How to debug flaky RSpec tests

When running RSpec tests, you may encounter flaky tests that fail intermittently in a CI environment but pass when running in isolation or locally. I experienced this issue while trying to even out runtimes of parallel CI jobs in a Ruby on Rails project.

After adding the parallel_tests gem and using it to run tests, there was a noticeable increase in spontaneous test failures. However, the tests were flaky in the sense that different examples would fail across different branches, but the failures were were somewhat consistent on the same branch. Crucuially, there was nothing wrong with the tests themselves, and passed 100% of the time when run locally even across repeated runs.

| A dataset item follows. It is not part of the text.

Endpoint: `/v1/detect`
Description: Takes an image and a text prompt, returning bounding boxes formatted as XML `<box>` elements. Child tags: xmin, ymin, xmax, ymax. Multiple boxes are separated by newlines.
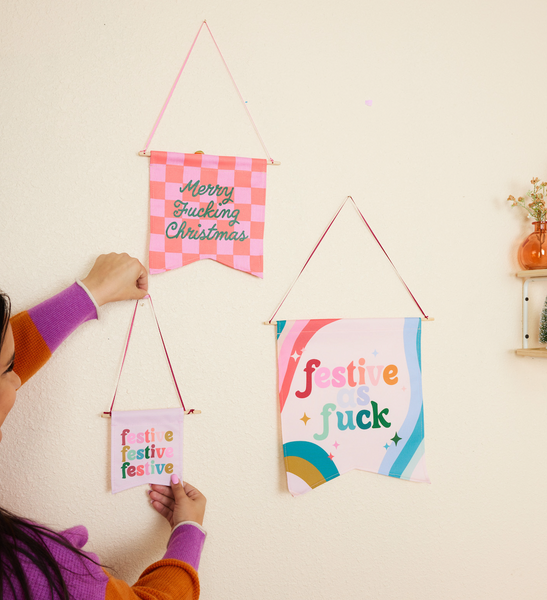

This suggests that the issue could be related to the CI environment or the ordering of tests. Though it was quick to rule out the CI envvironment differences as all the setup was the same, e.g database versions, transaction isolalation levels, etc. I did not believe that the ordering of tests could be an issue as tests should be run file by file, and running each file individually did not reproduce the behaviour. This is where the --bisect option of RSpec comes in. When using parallel_tests with the --verbose-rerun-command option, it will output the actual command used to run the tests. When a runner fails, we can use this command and add the --bisect option to it. From the docs, this option will:

repeatedly run subsets of your suite in order to isolate the minimal set of examples that reproduce the same failures.

This process will take longer than usual but if successful, it will output a command to run that should reliably reproduce the test failures. Sure enough, in the the project i was working on, RSpec managed to find a sequence of tests that would fail and this command would also fail locally.

The error that came up seemed to be related to inconsistent database states. But the tests were not directly related to each other and since tests should be run on a per-file basis, I was not exactly sure how separate examples from separate files can conflict with each other. Manually clearing some of the states before the tests helo resolve the issue, however, the same issue might pop up for other test sequences and this was not a scalable solution.

Utimately after some digging, I noticed the project was using the database-cleaner gem, but using the before and after hooks to do the necessary cleanup actions instead of the around hook as recommended by the docs. With not many options left, I updated the configuration and it miraculously allowed the failing sequence of tests to pass. I definitely do not have enough information to know how this ended up fixing the issue, but all the CI tests from the on ran much more consistently after the change.

Sometimes, all you need is some trial and error and just a little more context of how to even go about debugging weird, unexplainable issues by first replicating the issue. Hope this guide has helped you in your own test suites.